É aqui onde se manifesta a loucura de alguns destes sacerdotes, examinados à luz da parábola das dez virgens. Ao aceitar a Palavra de Deus, e ao mesmo tempo, desprezar o Espírito que fala da Sua parte, muitos destes sacerdotes que entraram um dia no santuário de Deus, e evoluíram durante um tempo na luz da Verdade, acabaram por sair novamente da presença de Deus. Comparáveis às virgens loucas que se contentaram apenas com a luz das lâmpadas e desprezaram o azeite que Deus colocou em vasos de reserva. Ora, este azeite de oliveira pura posto nos vasos para alimentar as lâmpadas representa o Espírito de Cristo que anima os Seus servos na obra e conduz a Sua Igreja em toda a Verdade. Pois, Jesus nos é apresentado na Escritura como sendo a Oliveira franco e puro no qual fomos enxertados (Rom.11:16-24). Não tendo nesse caso reconhecido o Espírito que falou no meio deles, eles mudaram a glória de Deus em imagens que representam o homem corruptível. Pior, eles mudaram em mentira a Verdade de Deus que lhes foi revelada no dia em que, posto no santuário de Deus foi-lhes dado de comer os pães de proposições; isto é de viver em comunhão com Deus na doutrina apostólica (a semente original), servindo e adorando hoje as criaturas: profetas, pastores, apóstolos… e outros mensageiros de Deus, no lugar do Criador. Tendo-se dessa maneira perdido no caminho do lugar Santíssimo que lhes foi indicado pelos mensageiros de Deus em todas as gerações, eles rejeitaram assim a verdadeira adoração e se perderam em falsos raciocínios, de modo que a fé deles sem inteligência mergulhou novamente na escuridão do exterior. É isto que o Senhor Jesus nos representa na figura das virgens loucas voltando para trás; na direcção oposta àquela que conduz para o Santo dos santos: Jesus Cristo, a arca de Deus no tabernáculo aperfeiçoado, representado nesta parábola pelo Glorioso Esposo.   
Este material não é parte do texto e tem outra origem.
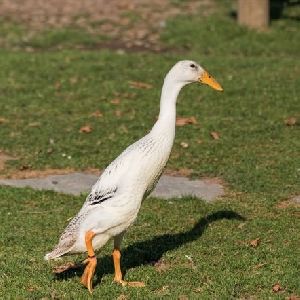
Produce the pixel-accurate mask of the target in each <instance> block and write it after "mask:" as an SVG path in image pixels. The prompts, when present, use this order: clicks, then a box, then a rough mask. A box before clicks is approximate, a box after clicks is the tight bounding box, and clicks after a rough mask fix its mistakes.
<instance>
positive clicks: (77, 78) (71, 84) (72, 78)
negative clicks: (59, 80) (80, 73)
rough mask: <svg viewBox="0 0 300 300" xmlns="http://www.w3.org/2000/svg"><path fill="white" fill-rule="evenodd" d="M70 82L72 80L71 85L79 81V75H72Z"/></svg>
mask: <svg viewBox="0 0 300 300" xmlns="http://www.w3.org/2000/svg"><path fill="white" fill-rule="evenodd" d="M69 82H70V84H71V85H73V84H75V83H77V82H78V78H77V77H71V78H69Z"/></svg>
Pelo que, hoje, quero recordar à Igreja estas palavras do Senhor: "E ninguém, acendendo a candeia, a cobre com algum vaso, ou a põe debaixo da cama; mas põe-na no velador, para que os que entram vejam a luz… Vedes pois, como ouvis; porque, a qualquer que tiver lhe será dado, e a qualquer que não tiver, até o que parece ter lhe será tirado" (Lc.8:16-18). E ainda… "Vê, pois, que a luz que em ti há não sejam trevas" (Lc.11:33-35). Sim, muito destes sacerdotes que entraram no santuário no tempo da tarde, receberam a luz, mas a cobriram com algum vaso: o corpo do homem em que, eles, se identificam. E, hoje, o que se acredita ser luz para eles, é escuridão para Deus. Eles pensam ser enriquecidos, mas são na verdade pobres e miseráveis… cegos e nus diante de Deus. Tal é a realidade espiritual nesta idade de Laodiceia que caracteriza o fim dos tempos das nações.    
Todavia, está escrito: "Bem-aventurado o povo que conhece o som da trombeta: andará, ó Senhor, na luz da Tua face ".